La superpoblación mundial, la creciente demanda por alimentos, las
consecuencias del cambio climático, la erradicación de la pobreza y la
búsqueda de una nueva matriz energética sustentada en los recursos
renovables, son algunos de los principales problemas que enfrenta la
humanidad y que tienen como común denominador la necesidad de promover
una nueva agricultura que contribuya a los Objetivos del Desarrollo
Sostenible recientemente aprobado en el seno de las Naciones Unidas y
que orientarán el accionar de los gobiernos durante los próximos 15
años.
Frente a la imperiosa necesidad de proveer más y mejores alimentos para
una población que para el 2050 está proyectada en 9000 millones de
habitantes, el continente americano (integrado por los países que
conforman Norte, Centro y Sud América, más las islas del Caribe) se
halla frente a la gran oportunidad de consolidarse como un actor
relevante del comercio agrícola mundial. Sin un renovado protagonismo
del sector agropecuario de nuestra región, que debe seguir aumentando
sus niveles de productividad y competitividad, vía innovación y el
fortalecimiento de su capital humano, no será posible hacer
contribuciones sustantivas para resolver la compleja ecuación de la
seguridad alimentaria mundial.
Lo anterior no invalida, en absoluto, la necesidad de resolver el
dilema ético, frente al problema que enfrentan 170 millones de
latinoamericanos y caribeños, muchos de ellos ubicados en las zonas
rurales y que padecen problemas estructurales de pobreza.
Al mismo tiempo, partiendo de la base que una alta proporción de los
alimentos producidos en el continente provienen de la agricultura
familiar, es preciso generar oportunidades para desarrollar una
agricultura más inclusiva y resiliente, con activa participación de
jóvenes, mujeres y grupos marginales. Y en vez de generar muros
ilusorios para frenar el éxodo rural, es preciso concebir los
territorios rurales como espacios dinámicos de construcción social que
pasen a ser genuinas fuentes de empleo y oportunidades de la nueva
agricultura. En ese sentido, 15 millones de pequeños productores en el
hemisferio, que ocupan alrededor de 400 millones de hectáreas, están
especialmente expuestos a las consecuencias del cambio climático, que
los coloca en una situación de vulnerabilidad derivada de la mayor
ocurrencia de eventos climáticos extremos.

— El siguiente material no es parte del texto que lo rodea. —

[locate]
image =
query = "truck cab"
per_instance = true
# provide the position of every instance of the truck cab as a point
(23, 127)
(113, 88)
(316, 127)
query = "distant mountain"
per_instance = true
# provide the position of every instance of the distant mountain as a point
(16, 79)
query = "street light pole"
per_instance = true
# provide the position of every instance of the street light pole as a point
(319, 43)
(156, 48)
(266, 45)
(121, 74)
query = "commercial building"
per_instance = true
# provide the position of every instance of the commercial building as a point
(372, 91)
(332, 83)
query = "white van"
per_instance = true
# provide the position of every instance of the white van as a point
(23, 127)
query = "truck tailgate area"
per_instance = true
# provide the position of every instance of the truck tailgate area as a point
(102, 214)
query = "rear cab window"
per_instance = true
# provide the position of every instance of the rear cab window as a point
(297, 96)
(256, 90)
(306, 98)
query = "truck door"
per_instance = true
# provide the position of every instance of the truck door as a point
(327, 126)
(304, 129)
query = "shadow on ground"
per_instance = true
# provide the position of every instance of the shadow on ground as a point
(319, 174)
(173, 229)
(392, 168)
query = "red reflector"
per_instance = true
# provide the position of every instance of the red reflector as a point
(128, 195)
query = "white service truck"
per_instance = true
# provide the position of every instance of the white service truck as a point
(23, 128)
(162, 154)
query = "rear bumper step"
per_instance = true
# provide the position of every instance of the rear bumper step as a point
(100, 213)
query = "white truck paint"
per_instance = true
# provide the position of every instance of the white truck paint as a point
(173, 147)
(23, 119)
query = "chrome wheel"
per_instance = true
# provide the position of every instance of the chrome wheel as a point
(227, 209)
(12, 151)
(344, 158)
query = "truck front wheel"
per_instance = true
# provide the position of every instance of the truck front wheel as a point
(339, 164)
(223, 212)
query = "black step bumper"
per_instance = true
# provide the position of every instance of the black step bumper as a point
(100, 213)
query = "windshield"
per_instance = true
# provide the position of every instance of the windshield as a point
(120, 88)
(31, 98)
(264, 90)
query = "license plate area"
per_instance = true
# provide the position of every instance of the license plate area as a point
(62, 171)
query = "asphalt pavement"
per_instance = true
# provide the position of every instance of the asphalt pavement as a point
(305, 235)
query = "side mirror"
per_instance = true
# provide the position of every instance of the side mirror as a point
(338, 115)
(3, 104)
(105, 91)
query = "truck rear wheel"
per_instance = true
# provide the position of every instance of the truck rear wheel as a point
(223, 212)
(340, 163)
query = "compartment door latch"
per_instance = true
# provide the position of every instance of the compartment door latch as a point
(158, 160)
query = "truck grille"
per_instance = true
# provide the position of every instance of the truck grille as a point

Los cambios y desafíos que se acaban de mencionar impactan sobre la
forma en que se gestiona la cooperación técnica que es una de las
alternativas más dinámicas de las relaciones internacionales,
incluyendo obviamente la definición de prioridades y sus formas de
abordaje. Atrás quedan superados los enfoques lineales y rígidos de
"cooperante-cooperado" y emergen, en cambio, nuevas formas
organizacionales como el trabajo en red, la transdisiciplinariedad, la
agricultura conectada vía TIC, la creación de bienes públicos
internacionales y la constitución de consorcios público-privados.
Si bien los gobiernos y los organismos internacionales siguen siendo
sus actores principales, emergen con fuerza instituciones de la
sociedad civil, la academia, organizaciones de beneficiarios y del
sector privado. Para instituciones que, como el Instituto
Interamericano de Cooperación para la Agricultura operan desde hace 75
años contribuyendo con los gobiernos del para promover el desarrollo
agropecuario y el bienestar rural, es tiempo de renovados esfuerzos
para transformar estos desafíos en realidad.